Key Takeaways for Investors
- Near-term P&L pressure is deliberate: the company is front-loading capacity and R&D to support 2026 scale; expect operating leverage to emerge as utilization improves (hours up, interventions down) .
- Scale catalysts: DoorDash partnership, 1,000+ robots deployed, Chicago launch, and upcoming Buckhead/Fort Lauderdale/Alexandria expansions drive volume funnel and geographic density .
- Monetization mix improving: fleet revenue is the foundation, with branding momentum and recurring software/data opportunities as high-margin accelerants into 2026 .

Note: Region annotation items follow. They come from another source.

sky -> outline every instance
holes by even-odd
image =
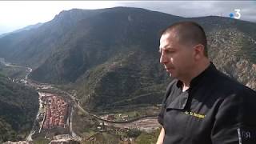
[[[0,34],[50,21],[64,10],[115,6],[140,7],[188,18],[230,17],[232,13],[236,18],[240,15],[241,20],[256,23],[256,1],[0,1]]]

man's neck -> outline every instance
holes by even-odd
[[[191,73],[190,77],[187,78],[186,80],[182,81],[183,82],[182,91],[186,91],[187,89],[189,89],[192,79],[203,72],[210,66],[210,62],[208,59],[206,59],[205,62],[198,64],[197,69],[195,69],[193,73]]]

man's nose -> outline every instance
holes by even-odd
[[[161,57],[160,57],[160,63],[166,63],[168,62],[168,58],[166,58],[166,55],[165,54],[164,52],[162,52]]]

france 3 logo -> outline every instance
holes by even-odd
[[[235,18],[235,19],[240,19],[241,18],[241,10],[240,9],[234,9],[235,14],[230,13],[230,18]]]

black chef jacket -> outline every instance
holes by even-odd
[[[193,78],[168,86],[158,122],[164,144],[256,144],[256,92],[213,63]]]

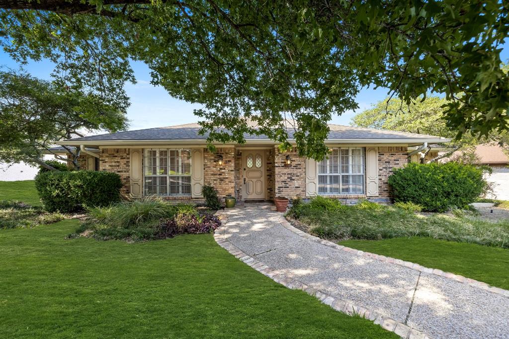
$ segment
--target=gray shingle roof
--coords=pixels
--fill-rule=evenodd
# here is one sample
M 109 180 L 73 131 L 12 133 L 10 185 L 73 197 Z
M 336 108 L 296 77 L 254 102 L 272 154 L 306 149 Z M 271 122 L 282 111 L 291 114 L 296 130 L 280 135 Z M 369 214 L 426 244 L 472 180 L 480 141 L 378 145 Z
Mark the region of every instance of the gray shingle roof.
M 330 131 L 328 138 L 341 139 L 426 139 L 438 138 L 439 137 L 426 134 L 418 134 L 404 132 L 378 130 L 373 128 L 353 127 L 341 125 L 329 125 Z M 201 127 L 197 124 L 187 124 L 166 127 L 148 128 L 135 131 L 118 132 L 97 135 L 90 135 L 72 139 L 73 141 L 124 140 L 205 140 L 208 134 L 201 135 L 198 133 Z M 293 129 L 288 128 L 289 136 L 293 138 Z M 246 140 L 268 139 L 265 135 L 252 135 L 245 134 Z

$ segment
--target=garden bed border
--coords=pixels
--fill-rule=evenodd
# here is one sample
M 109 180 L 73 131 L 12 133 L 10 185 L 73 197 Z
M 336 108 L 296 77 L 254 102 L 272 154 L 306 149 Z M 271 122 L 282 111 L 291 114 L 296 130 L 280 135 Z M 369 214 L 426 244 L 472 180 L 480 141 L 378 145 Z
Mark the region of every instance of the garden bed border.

- Liquidity removes funding overhang: $210M cash/securities plus $100M equity raised post-quarter supports 2,000 robot milestone and working capital for expansions .
- Watch utilization and autonomy metrics: increased autonomous miles and speed, daily operating hours per robot, and reduction in interventions are leading indicators of margin inflection .
- Strategic narrative: multi-platform (Uber + DoorDash) interoperability is a key differentiator that should compress unit costs and improve route economics .
- Trading lens: near-term results may remain below EPS expectations, but execution on deployment and utilization likely drives estimate revisions and sentiment as 2026 guidance is formalized .
Footnote: Values marked with an asterisk are retrieved from S&P Global.